Bett 2026 : l’IA et l’avenir de l’éducation
Je me trouve actuellement à Londres pour le Bett, un salon consacré aux technologies de l’éducation. Le 21 janvier, j’ai assisté sur la scène principale à un entretien entre Hannah Fry et le journaliste Amol Rajan.
J’ai adoré Hannah Fry, qui s’ajoute maintenant assurément à ma veille. Elle se présente sur Linkedin comme Mathematician, broadcaster and all round badass. J’adore. Hannah Fry est une mathématicienne, professeure et vulgarisatrice britannique, connue pour ses travaux sur les modèles mathématiques du comportement humain et ses interventions médiatiques pour expliquer la science des données.

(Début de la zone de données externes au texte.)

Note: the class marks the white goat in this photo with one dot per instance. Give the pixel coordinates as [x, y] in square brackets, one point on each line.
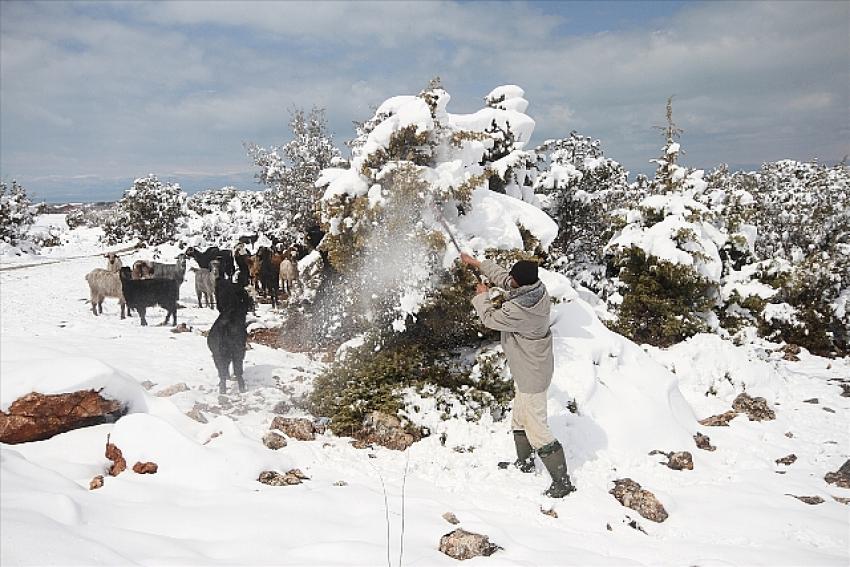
[103, 284]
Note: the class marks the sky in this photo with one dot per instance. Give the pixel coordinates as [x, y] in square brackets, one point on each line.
[95, 94]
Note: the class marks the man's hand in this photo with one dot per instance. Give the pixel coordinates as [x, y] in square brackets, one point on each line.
[469, 260]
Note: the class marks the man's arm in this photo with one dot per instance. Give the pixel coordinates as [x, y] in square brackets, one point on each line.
[503, 319]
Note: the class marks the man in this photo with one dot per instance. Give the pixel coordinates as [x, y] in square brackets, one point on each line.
[523, 320]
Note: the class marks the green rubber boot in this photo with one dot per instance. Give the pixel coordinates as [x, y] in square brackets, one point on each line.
[552, 456]
[524, 453]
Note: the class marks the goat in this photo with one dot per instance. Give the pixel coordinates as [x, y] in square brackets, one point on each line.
[268, 274]
[113, 262]
[102, 284]
[205, 283]
[142, 269]
[227, 336]
[174, 272]
[141, 294]
[288, 275]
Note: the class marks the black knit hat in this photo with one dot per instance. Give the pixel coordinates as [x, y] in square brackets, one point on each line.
[524, 272]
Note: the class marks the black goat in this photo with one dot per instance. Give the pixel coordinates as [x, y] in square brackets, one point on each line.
[225, 257]
[228, 334]
[141, 294]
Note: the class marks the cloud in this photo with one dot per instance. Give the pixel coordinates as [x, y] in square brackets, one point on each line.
[119, 90]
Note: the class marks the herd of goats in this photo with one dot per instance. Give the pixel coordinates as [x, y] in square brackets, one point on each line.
[148, 284]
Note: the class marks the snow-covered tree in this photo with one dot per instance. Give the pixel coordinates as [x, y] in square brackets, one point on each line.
[581, 189]
[290, 171]
[15, 212]
[666, 258]
[149, 211]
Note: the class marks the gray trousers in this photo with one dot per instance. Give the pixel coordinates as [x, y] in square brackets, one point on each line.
[529, 415]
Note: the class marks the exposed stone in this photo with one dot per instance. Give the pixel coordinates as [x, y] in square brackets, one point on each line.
[113, 453]
[841, 477]
[386, 430]
[787, 460]
[810, 500]
[461, 544]
[791, 351]
[548, 512]
[274, 478]
[145, 468]
[703, 442]
[630, 494]
[721, 420]
[173, 389]
[298, 428]
[35, 416]
[196, 414]
[274, 440]
[755, 408]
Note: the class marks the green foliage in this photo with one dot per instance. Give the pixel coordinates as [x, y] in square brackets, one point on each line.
[149, 211]
[663, 303]
[15, 215]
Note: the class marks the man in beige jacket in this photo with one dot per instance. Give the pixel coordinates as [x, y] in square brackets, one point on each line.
[523, 320]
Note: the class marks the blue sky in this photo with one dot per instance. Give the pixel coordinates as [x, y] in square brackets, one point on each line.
[94, 94]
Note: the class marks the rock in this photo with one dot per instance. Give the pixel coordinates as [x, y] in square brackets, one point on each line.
[841, 477]
[631, 495]
[704, 442]
[145, 468]
[35, 416]
[274, 478]
[810, 500]
[788, 460]
[755, 408]
[173, 389]
[195, 413]
[461, 544]
[385, 430]
[791, 352]
[298, 428]
[721, 420]
[274, 440]
[113, 453]
[550, 512]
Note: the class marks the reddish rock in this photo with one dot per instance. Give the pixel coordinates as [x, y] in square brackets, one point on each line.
[113, 453]
[461, 544]
[631, 495]
[145, 468]
[704, 442]
[39, 416]
[841, 477]
[297, 428]
[721, 420]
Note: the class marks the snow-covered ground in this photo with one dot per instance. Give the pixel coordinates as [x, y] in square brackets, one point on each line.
[205, 506]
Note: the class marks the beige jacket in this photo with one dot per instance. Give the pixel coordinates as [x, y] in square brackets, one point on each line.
[524, 322]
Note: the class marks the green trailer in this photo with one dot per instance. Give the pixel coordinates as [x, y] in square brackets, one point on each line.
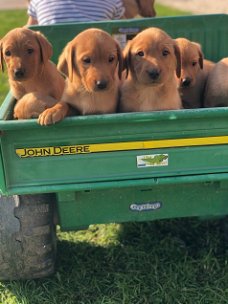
[110, 168]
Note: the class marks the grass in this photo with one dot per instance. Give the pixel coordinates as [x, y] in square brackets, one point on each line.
[182, 261]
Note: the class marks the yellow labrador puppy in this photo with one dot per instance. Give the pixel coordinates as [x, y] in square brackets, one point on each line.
[153, 64]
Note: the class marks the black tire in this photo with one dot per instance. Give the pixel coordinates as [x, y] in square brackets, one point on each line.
[27, 236]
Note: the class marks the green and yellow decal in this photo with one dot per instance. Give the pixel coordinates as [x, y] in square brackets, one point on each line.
[119, 146]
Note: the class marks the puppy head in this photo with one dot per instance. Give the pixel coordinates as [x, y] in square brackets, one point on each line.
[91, 59]
[192, 61]
[25, 52]
[152, 57]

Une définition contestée de l’IA
Hannah Fry a souligné que le terme même d’intelligence artificielle est matière à débat et a été très mal choisi lors de sa création dans les années 1950. On pourrait d’ailleurs contester la notion d’intelligence pour qualifier ces systèmes. Au départ, il s’agissait de simples algorithmes permettant à un ordinateur de prendre une décision ou de faire un choix. Aujourd’hui, la définition a évolué pour se concentrer sur l’apprentissage, mais le terme originel reste, selon elle, inadapté.
Quelle finalité pour l’éducation ?
Hannah Fry a soulevé une question sur le rôle de l’enseignement : l’éducation sert-elle à obtenir un emploi (to get a job) ou à s’épanouir (to flourish) ? Selon elle, nous sommes au bas d’une courbe exponentielle qui change la donne. La structure même de la société, basée sur le cycle école, travail puis retraite, semble devenir désuète. L’idée d’avoir un métier pour toute la vie est terminée et l’IA va accélérer la nécessité d’un apprentissage continu. Traiter les humains comme des disques durs que l’on remplit pour les préparer au marché du travail ne fonctionne plus.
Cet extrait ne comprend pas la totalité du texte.